OnlyBoth was founded in March 2014 based on technology that answered a new question about data, never before posed computationally: What’s unusual or exceptional about a given entity, compared to all its peers? The technology’s origins were in research carried out at Carnegie Mellon University in the late 90s, sponsored by the National Science Foundation under a research grant to one of OnlyBoth’s co-founders. The technology was set aside for 12+ years while the co-founders worked together at Vivisimo, which was also founded on technology first developed at Carnegie Mellon. After IBM’s acquisition of Vivisimo, Lessa and Valdes-Perez got together again to commercialize OnlyBoth’s founding technology.
But first there was a puzzle to solve. The original work was a classic example of curiosity-driven research, in which the researcher often asks “Can this be done?” after first getting an idea of a novel “this”. The story in this case is told here. If the answer is “Yes, it can be done and here’s how.” then the next puzzle is how to convert this into an innovation that serves a need or creates an opportunity.
For the last year, we at OnlyBoth have been trying to identify how this technology best meets a human need or enables new accomplishments. There was no single aha! moment, but instead a gradual realization that the underlying technology fit the goals of benchmarking in the business world.
To understand benchmarking’s goals, we had to understand the questions that benchmarking seeks to answer. After much reading and thinking, we settled on these core benchmarking questions, which we have rephrased for brevity:
- How are we doing?
- Where could we improve?
- What’s best in class? (peers may remain anonymous)

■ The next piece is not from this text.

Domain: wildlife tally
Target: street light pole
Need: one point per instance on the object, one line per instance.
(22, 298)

It turns out that OnlyBoth’s core technology is uniquely suited to answering these questions. But that’s only half the battle. The other half is: “Does benchmarking need improvement?” Our research revealed to us that it clearly does. Although benchmarking has laudable goals, it has a spotty reputation (e.g., see this Harvard Business Review article) because of multiple flaws, partly due to a lack of automation, and partly due to other circumstances that could be cured by moving to a more-promising playing field.
Our next post will examines these flaws and how software automation, based on artificial intelligence and algorithm design, removes them. Read here for a preview.

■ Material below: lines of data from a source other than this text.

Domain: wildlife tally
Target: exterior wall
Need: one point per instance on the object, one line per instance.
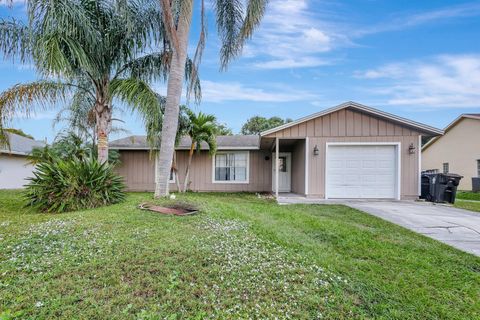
(139, 172)
(298, 167)
(460, 148)
(343, 123)
(352, 126)
(13, 171)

In view of this breakthrough, which matches a novel, unique technology with a business practice sorely in need of software automation, as of today we are introducing the novel concept, backed by mature technology, of a Benchmarking Engine and demonstrating its application openly to public data on all 4,813 U.S. hospitals as made available at the Hospital Compare website at Medicare.gov.
Going forward, our mission at OnlyBoth is now this: Universal betterment through automated benchmarking.